Takma Adlar: Asura'lar yalnızca kendi isimleriyle anılacaklar.
+
Başımı salladım.
“…bu doğru.”
Okuldan ayrılma bekleme odasındaki arkadaşlarımın hepsi sustuğunda, yalnızca benim sesim usulca aktı.
İnsanın doğası gereği kendi sesini çok iyi duyamadığı söylenir.
Acaba bundan mıdır bilmem ama kulağıma sanki mutluymuşum gibi geliyordu, bir yandan da söyleyemediğim bazı duyguları bastırıyormuşum gibi geliyordu.
“Onlar benim çocuklarım.”
Yine de.
Söylemek istediklerimi, söyleyebileceklerimi, söylemem gerekenleri söyledim.
“Hepsi… her biri, gurur duyduğum çocuklardır.”
(Sahne Temiz.)
(38. Kat sahnesi temizlendi.)
(Bu aşamaya katılmadınız.)
(Ödül almayacaksınız.)
Onlar.
Çok mutlu sözlerdi.
(ÇN: Gecikme için özür dilerim… bu bölüm beni gerçekten öldürdü.
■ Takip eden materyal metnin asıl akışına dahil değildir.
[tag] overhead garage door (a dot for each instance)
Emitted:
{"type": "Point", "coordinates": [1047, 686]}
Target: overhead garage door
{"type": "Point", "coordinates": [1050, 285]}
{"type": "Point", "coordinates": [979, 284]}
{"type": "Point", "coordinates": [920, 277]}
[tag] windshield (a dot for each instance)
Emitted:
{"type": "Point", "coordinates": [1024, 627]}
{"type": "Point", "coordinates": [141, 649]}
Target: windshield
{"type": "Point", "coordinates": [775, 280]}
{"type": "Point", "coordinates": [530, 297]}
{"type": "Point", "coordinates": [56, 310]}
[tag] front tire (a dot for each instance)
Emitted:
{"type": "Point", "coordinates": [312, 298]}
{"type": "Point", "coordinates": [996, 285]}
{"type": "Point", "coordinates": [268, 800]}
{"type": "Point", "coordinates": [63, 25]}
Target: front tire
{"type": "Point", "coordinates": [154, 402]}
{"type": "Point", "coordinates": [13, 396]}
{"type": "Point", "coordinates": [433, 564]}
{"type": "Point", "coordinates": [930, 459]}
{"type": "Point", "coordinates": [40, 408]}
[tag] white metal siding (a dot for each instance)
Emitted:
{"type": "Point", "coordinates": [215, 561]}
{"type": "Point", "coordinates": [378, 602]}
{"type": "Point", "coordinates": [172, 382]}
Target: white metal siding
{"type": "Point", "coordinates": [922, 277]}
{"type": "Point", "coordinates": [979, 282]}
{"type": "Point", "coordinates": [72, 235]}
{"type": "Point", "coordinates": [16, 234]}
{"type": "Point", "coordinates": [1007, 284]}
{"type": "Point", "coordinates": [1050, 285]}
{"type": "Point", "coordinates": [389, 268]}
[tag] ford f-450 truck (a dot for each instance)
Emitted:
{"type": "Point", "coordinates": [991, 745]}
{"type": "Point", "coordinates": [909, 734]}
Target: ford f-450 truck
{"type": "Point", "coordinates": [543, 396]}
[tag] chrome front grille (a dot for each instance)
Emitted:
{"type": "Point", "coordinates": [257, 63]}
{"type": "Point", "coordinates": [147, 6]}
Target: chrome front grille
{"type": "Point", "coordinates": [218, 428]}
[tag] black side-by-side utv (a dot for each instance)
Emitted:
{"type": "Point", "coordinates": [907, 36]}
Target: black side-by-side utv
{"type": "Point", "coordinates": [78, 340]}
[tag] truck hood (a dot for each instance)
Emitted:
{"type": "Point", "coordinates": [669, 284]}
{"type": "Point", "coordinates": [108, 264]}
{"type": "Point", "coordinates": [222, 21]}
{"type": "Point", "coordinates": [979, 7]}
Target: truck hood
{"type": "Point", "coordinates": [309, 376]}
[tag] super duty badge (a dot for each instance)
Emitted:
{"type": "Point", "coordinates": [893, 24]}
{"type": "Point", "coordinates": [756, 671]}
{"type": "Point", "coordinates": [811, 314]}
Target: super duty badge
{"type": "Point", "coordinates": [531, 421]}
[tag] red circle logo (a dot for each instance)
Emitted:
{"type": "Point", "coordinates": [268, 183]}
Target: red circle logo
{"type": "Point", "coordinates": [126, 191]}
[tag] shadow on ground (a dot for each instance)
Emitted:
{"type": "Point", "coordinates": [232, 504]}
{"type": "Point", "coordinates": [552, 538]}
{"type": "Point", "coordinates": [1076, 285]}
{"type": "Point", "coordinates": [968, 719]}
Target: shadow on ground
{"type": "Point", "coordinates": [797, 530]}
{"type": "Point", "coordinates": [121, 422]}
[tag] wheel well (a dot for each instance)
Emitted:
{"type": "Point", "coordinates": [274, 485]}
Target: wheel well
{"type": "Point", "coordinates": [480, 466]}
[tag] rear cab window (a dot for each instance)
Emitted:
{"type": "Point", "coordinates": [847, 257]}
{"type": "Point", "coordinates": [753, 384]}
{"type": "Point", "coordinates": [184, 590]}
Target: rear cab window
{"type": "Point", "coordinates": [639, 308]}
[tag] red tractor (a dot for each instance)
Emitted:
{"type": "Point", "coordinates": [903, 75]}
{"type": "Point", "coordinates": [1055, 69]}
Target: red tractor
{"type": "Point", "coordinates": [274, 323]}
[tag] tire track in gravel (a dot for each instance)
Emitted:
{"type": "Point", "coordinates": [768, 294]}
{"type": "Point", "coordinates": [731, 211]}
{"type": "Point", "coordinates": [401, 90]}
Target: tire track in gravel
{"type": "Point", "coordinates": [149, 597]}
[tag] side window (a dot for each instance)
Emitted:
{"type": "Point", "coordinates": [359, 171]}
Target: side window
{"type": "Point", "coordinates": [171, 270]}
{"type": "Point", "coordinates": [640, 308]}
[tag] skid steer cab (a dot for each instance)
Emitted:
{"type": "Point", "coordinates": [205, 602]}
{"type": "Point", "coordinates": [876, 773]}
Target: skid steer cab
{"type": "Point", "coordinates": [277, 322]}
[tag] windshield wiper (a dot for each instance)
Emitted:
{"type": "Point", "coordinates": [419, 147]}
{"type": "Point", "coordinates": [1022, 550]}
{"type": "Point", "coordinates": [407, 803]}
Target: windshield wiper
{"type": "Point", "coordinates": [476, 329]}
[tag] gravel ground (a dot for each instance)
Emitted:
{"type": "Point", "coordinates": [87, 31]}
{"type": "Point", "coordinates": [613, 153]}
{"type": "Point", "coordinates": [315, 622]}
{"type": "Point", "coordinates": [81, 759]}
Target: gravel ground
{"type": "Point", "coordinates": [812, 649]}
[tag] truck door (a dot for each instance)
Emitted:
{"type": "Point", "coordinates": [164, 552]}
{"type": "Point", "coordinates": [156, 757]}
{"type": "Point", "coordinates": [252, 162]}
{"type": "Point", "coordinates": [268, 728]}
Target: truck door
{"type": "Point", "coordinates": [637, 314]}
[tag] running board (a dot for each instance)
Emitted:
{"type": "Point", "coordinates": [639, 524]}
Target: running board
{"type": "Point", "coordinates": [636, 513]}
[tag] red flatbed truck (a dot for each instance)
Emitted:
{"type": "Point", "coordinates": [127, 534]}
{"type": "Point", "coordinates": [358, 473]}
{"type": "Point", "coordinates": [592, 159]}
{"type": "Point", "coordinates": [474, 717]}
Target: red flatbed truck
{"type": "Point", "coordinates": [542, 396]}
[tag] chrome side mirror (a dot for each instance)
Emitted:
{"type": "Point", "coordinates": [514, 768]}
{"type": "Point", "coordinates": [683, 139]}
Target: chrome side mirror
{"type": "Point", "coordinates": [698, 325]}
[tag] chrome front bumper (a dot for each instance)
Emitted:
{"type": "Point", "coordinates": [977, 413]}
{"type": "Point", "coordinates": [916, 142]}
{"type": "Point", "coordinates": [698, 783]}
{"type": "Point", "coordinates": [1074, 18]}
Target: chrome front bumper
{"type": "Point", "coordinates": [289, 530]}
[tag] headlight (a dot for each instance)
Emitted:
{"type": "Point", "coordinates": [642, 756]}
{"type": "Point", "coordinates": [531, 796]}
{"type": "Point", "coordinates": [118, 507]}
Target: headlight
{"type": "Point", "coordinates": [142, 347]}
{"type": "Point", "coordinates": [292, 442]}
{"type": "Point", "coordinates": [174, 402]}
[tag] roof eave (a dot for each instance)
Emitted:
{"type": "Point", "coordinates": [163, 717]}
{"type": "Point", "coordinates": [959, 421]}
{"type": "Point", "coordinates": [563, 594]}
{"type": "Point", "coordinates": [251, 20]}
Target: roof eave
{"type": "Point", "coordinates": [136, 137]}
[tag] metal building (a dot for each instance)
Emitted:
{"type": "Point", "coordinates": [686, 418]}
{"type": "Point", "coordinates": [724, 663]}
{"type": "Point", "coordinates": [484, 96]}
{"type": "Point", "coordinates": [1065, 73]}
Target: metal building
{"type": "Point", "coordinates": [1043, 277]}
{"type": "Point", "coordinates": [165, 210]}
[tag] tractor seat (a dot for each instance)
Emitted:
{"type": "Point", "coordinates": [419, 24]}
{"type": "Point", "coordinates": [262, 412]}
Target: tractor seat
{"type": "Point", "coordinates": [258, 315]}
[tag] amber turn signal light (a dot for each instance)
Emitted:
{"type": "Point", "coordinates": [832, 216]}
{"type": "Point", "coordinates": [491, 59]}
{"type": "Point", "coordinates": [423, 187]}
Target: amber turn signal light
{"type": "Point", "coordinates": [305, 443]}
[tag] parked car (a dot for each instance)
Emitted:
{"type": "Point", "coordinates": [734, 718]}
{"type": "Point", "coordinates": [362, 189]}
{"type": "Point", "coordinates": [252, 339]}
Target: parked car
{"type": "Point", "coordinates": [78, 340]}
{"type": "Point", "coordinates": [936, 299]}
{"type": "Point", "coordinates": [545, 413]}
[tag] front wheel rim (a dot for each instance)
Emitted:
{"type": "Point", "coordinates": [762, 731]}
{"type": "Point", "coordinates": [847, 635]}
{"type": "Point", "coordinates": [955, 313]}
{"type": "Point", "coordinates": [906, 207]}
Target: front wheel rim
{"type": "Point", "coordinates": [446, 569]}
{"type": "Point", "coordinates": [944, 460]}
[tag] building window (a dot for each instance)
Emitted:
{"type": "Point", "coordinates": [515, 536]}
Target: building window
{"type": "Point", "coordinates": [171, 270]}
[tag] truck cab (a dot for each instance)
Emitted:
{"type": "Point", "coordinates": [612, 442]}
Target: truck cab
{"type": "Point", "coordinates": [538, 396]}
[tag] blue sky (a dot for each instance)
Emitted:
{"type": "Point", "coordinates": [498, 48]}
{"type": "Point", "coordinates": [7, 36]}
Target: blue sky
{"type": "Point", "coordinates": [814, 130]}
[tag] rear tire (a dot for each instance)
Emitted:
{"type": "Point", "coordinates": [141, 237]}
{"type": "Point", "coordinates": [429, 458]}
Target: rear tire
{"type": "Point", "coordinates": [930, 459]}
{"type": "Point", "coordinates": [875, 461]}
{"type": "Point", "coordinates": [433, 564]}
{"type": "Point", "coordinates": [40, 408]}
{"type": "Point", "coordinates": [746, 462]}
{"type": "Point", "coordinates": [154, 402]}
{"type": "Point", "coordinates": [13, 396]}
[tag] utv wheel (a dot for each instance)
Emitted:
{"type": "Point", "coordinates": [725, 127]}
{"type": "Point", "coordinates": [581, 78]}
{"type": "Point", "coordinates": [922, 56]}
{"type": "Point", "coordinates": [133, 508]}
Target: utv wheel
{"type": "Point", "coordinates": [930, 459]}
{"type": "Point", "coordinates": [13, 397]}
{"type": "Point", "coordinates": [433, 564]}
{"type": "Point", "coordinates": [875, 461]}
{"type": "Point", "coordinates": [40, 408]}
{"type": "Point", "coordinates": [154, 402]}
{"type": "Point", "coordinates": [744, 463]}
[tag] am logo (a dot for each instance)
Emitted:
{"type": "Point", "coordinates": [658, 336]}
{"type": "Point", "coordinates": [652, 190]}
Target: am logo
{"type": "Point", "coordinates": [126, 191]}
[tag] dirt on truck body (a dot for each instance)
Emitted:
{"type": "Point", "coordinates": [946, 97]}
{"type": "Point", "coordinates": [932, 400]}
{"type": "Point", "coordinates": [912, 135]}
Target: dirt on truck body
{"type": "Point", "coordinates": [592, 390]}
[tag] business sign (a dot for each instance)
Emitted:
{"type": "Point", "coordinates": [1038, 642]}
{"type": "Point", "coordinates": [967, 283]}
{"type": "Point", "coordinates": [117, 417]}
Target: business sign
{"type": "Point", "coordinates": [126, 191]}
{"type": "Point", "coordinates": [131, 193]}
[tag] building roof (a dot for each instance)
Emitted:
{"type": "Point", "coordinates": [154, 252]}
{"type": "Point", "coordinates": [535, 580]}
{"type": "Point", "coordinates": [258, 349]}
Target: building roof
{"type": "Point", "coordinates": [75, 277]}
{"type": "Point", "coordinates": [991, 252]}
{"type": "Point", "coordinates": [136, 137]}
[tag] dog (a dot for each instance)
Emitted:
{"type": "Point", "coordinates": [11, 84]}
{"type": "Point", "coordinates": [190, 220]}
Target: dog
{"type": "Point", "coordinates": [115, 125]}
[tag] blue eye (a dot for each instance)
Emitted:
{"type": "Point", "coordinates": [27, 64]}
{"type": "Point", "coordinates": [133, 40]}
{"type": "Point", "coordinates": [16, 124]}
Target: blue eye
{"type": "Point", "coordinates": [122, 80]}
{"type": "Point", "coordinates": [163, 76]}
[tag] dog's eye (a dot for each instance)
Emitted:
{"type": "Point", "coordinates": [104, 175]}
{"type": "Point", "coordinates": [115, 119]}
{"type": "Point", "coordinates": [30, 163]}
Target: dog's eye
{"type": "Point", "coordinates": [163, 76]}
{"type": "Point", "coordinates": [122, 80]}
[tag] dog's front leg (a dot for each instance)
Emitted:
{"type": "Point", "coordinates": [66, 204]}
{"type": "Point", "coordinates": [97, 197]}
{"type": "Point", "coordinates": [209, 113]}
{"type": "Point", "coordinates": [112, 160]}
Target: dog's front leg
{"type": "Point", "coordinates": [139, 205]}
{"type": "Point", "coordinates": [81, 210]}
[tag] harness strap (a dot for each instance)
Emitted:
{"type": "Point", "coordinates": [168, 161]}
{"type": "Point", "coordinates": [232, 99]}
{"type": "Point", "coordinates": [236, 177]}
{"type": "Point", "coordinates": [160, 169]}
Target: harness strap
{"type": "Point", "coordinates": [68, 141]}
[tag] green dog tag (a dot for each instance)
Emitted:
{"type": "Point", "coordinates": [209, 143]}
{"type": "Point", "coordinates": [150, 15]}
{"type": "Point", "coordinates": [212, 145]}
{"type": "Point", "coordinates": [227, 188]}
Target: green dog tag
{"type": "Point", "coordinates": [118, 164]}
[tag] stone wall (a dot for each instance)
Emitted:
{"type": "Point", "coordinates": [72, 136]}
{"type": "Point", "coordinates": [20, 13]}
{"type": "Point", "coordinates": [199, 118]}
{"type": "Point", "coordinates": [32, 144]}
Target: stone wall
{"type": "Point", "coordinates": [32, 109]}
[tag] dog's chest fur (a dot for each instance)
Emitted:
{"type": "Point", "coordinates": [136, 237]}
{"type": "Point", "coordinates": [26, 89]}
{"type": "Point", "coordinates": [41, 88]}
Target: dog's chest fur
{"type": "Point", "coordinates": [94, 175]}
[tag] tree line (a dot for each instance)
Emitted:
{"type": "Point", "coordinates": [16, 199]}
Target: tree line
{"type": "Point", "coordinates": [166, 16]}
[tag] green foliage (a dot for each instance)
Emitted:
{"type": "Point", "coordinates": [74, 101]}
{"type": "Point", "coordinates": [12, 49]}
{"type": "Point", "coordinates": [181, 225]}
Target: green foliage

Kelime sayısı: 3779 (kendi yorumlarımı saymıyorum))
(Kişisel Sahiplik)
Sıralama: A-
Etkisi: Seçtiğiniz kişiyi ele geçirin. Ele geçirilen bedenin orijinal sahibi sizinle birlikte kalan bir zihinsel bedene dönüşecektir. Kişi öldüğünde veya ele geçirmenizin sonunu ilan ettiğinizde, zihinsel beden orijinal bedenine geri dönecektir!
Fiyat: 2.000 yarış puanı
※Ancak eşyanın kullanılabilmesi için kişinin buna onay vermesi gerekmektedir.
(Manevi İniş)
Sıralama: A
Etkisi: Oyuncunun kendisi bir beden elde eder ve aşağı iner.
Fiyat: 10.000 yarış puanı
※Ancak etkisi sadece 5 dakika sürmektedir.